Currently reshape can only rearrange the raw linearly ordered data into Julia’s default column-major order (or colexicographical order, for higher-dimensional arrays). Would it be worth adding an optional keyword argument that reshapes the data in row major (or generally lexicographical) order? This would be convenient e.g. for interfacing with data generated by or for other programming languages that use the row-major convention (e.g. here). It’s fairly easy to reshape an array into an n \times m row-major matrix by reshaping it into an m \times n column-major matrix and then taking the transpose, but this gets cumbersome for higher-dimensional arrays.
(Note that I’m only suggesting changing the visible behavior of reshape, not the way that the resulting array is stored internally.)
Okay, fair, I guess permutedims(reshape(A, p, o, n, m), [4, 3, 2, 1]) isn’t that much more cumbersome than reshape(A, m, n, o, p, ordering = rowmajor) would be. Maybe my suggestion isn’t necessary.
I think it is still a valid point. Although permutedims(reshape(A, p, o, n, m), [4, 3, 2, 1]) is nice, it is conceptually different from the order="row" version in that one still has to “think” for a second.
I would, besides order="row" and order="col", even suggest to follow numpy’s example and add something like order="C" and order="F" or order="Fortran" etc. for most common languages. I found those options really convenient.
What you are asking for is a useful operation (especially if interfacing with languages that use row-major), but it may be better to give it a different name.
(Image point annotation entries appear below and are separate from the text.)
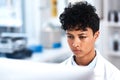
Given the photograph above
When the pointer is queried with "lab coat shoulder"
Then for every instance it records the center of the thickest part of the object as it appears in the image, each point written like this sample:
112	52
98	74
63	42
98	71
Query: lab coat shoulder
103	70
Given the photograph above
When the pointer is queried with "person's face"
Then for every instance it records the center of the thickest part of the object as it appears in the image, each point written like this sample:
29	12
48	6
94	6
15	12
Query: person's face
81	42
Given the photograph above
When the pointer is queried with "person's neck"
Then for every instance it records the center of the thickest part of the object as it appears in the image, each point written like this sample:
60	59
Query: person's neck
86	60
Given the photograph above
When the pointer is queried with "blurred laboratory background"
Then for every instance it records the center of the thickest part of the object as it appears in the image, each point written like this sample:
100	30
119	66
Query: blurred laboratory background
30	30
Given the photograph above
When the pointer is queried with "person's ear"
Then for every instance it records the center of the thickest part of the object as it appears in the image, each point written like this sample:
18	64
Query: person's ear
96	35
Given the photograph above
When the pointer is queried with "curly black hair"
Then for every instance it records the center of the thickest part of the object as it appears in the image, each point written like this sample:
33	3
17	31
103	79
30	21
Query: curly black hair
79	16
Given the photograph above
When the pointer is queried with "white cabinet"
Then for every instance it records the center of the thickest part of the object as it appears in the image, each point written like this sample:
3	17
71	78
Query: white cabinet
111	27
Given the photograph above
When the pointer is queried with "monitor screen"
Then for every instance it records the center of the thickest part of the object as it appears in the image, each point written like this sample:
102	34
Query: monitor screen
14	69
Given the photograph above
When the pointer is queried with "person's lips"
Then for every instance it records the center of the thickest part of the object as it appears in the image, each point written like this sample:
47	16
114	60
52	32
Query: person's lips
76	51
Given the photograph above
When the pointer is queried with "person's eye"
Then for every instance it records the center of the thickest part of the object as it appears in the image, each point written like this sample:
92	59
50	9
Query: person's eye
70	37
82	37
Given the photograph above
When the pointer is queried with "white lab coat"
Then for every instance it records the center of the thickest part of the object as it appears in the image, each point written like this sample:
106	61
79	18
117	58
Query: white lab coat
103	70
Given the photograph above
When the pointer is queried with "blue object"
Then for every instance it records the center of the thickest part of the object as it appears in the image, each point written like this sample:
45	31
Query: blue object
57	45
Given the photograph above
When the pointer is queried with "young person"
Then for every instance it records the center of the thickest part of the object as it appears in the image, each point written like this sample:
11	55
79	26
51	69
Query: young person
81	24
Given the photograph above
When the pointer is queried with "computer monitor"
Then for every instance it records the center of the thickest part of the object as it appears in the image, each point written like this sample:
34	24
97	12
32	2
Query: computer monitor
13	69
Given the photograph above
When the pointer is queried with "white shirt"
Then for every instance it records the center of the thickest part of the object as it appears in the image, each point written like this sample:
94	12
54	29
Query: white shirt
103	70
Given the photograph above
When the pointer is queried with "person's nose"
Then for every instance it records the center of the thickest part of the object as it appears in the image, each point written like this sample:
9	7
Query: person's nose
76	42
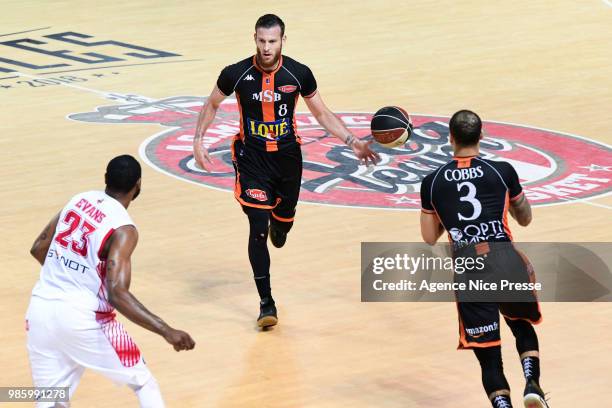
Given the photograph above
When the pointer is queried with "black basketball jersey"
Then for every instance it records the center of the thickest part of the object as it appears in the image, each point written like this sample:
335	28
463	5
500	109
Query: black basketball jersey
471	196
267	100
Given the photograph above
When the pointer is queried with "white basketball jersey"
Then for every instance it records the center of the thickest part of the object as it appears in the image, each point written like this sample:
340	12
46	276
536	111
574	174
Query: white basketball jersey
73	270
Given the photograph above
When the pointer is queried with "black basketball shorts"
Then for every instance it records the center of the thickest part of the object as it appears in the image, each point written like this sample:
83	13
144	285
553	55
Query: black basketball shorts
268	180
479	321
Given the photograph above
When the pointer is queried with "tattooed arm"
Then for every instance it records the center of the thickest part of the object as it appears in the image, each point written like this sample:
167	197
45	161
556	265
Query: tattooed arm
118	277
41	244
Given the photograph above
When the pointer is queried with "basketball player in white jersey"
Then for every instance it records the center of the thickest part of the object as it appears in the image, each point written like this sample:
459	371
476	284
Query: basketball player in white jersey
86	269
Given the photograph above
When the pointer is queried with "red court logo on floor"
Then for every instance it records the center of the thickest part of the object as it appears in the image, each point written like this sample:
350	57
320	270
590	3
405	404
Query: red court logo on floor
554	168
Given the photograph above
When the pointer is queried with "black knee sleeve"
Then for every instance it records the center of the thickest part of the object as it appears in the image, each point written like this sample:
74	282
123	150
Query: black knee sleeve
526	337
282	226
490	360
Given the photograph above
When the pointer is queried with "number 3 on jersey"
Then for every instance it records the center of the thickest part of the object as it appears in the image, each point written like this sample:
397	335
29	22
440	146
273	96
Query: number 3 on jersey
470	197
64	238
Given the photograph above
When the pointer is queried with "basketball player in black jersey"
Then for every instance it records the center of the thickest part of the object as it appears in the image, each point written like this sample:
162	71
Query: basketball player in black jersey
266	153
469	197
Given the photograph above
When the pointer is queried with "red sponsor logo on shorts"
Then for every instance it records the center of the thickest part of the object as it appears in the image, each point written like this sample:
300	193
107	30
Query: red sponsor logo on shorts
257	194
287	88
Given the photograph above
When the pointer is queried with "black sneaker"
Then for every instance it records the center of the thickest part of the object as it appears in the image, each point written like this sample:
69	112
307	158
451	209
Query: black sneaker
277	237
267	313
533	397
501	401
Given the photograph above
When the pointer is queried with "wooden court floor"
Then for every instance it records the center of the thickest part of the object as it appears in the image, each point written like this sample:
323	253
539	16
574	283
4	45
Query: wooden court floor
543	64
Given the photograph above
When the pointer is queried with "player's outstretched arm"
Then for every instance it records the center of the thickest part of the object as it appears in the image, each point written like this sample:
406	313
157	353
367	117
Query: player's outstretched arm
333	125
118	277
41	244
520	209
206	117
431	228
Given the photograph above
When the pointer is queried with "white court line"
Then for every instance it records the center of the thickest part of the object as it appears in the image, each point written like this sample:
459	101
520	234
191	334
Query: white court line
115	96
584	201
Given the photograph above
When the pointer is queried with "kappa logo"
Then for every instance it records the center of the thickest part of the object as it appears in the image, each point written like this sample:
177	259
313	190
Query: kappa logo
287	88
554	168
257	194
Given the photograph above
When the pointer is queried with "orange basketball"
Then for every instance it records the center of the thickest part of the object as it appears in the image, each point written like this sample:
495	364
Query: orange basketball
391	126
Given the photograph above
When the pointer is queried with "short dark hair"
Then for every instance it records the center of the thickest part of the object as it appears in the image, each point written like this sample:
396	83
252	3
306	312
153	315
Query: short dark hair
465	126
122	173
269	21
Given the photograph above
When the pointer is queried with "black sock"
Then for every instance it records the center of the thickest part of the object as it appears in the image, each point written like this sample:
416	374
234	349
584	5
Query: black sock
258	250
526	343
501	401
493	378
531	368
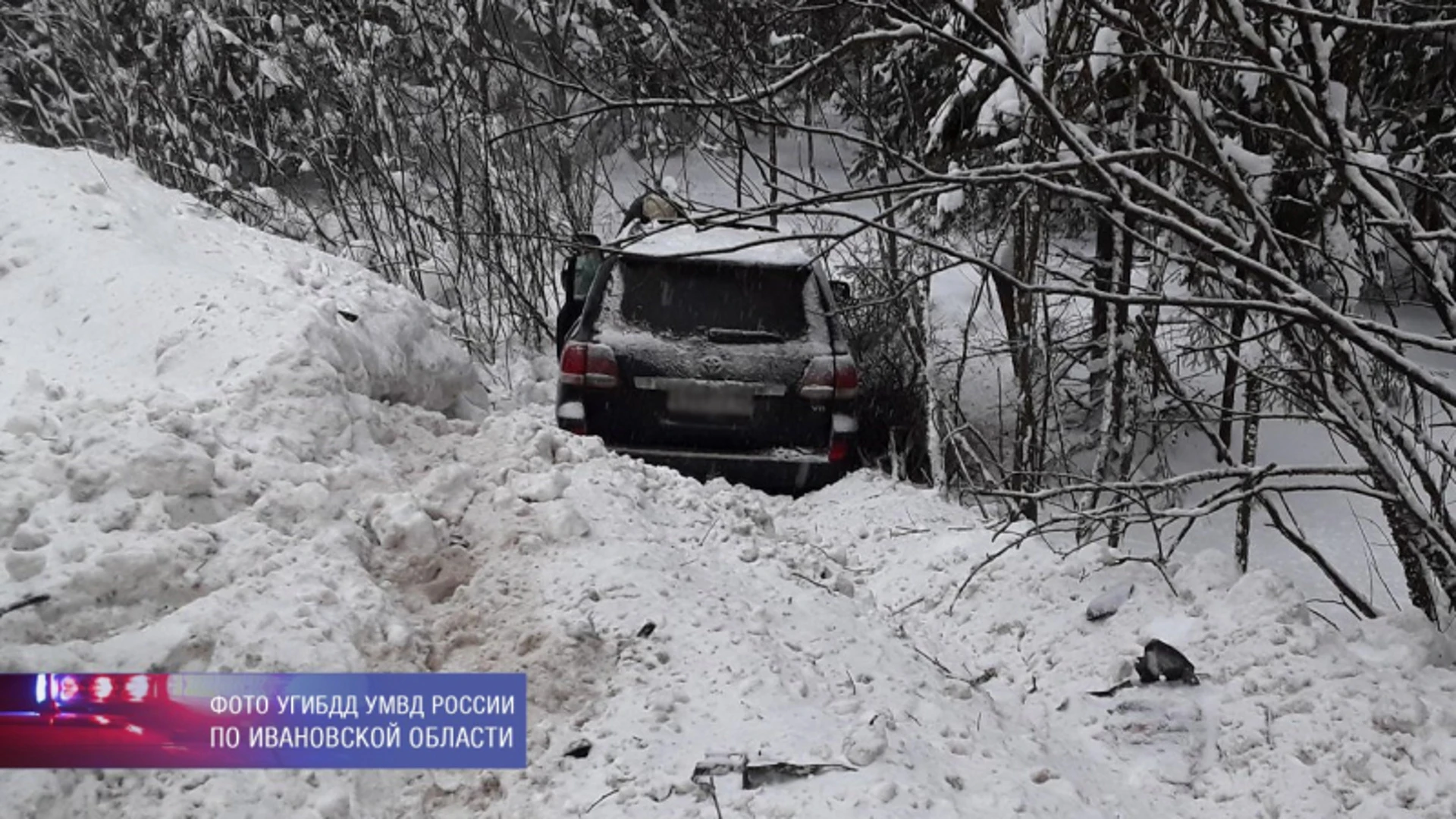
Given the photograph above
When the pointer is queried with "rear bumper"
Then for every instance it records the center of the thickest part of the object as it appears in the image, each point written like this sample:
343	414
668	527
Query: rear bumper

I agree that “rearrange the data” was a poor choice of works in my OP. But couldn’t the current implementation of reshape and my proposed “row-major reshape” simply be two different ways to “present the data differently”? I don’t see why they are conceptually different enough to require two different names.
As @Tamas_Papp showed, currently reshape always returns a view on the same data. The behavior you request (changing to row-major order) requires allocating a new copy. This is a significant change which deserves a separate function IMHO.
You can’t change to row-major order just by changing the array strides? For example, if your raw data has six elements, then (schematically) setting rowstride = 1, columnstride = 3 gives a column-major 3x2 matrix, rowstride = 1, columnstride = 2 gives a column-major 2x3 matrix, rowstride = 2, columnstride = 1 gives a row-major 3x2 matrix, and rowstride = 1, columnstride = 3 gives a row-major 2x3 matrix.
This will be a new view object if possible; otherwise, it will be a copy. Note there is no guarantee of the memory layout (C- or Fortran- contiguous) of the returned array.
PermutedDimsArray does create a view; permutedims is the “eager” version which creates a copy.
@carstenbauer, Julia developers have tended to view “it might be A or it might be B depending on circumstance” as less than desirable; for example if you call those functions and then set elements in the resulting array, what will happen? Consequently among Julia devs there has been a drive to be 100% predictable, and it’s currently viewed as a bug when it’s not.
@tim.holy Yes, I know and couldn’t agree more. I like this viewpoint very much. I was more citing this for completeness. I looked it up because I was curious how numpy handles this issue.
which performs the multidimensional transpose (as proposed above), or go with functions like row_major(X, sizes...), col_major(X, sizes...) which always brings X into row/column-major order.
In any case, we should certainly mention in the doc that none of this changes the actual structure in memory.
Sorry, what I meant was that the final Array is always row-major column-major order in the sense that Julia always uses row-major column-order internally. If I switch to column-major row-major order by using change_major_order the Array will look/be like expected, what has been a row before is now a column, but internally I still have to iterate over rows first columns to be fast.
@carstenbauer Sorry to nitpick, but for completeness you should edit post #16 to change both mentions of “iterate over rows” to “iterate over columns”. Also, note that your proposal in post #14 isn’t quite right; you need to reverse the desired sizes before the transpose so that they end up right after the transpose. So it would need to be something more like
No need to be sorry, in fact, I should be sorry
By “iterate over rows first” I was thinking of two for loops and the inner one should be the row index. But indeed, this is iterating columns. Changed it. Your second point is also right.
But, overlooking my incompetence, what about change_major_order(X) vs row_major(X) and col_major(X)?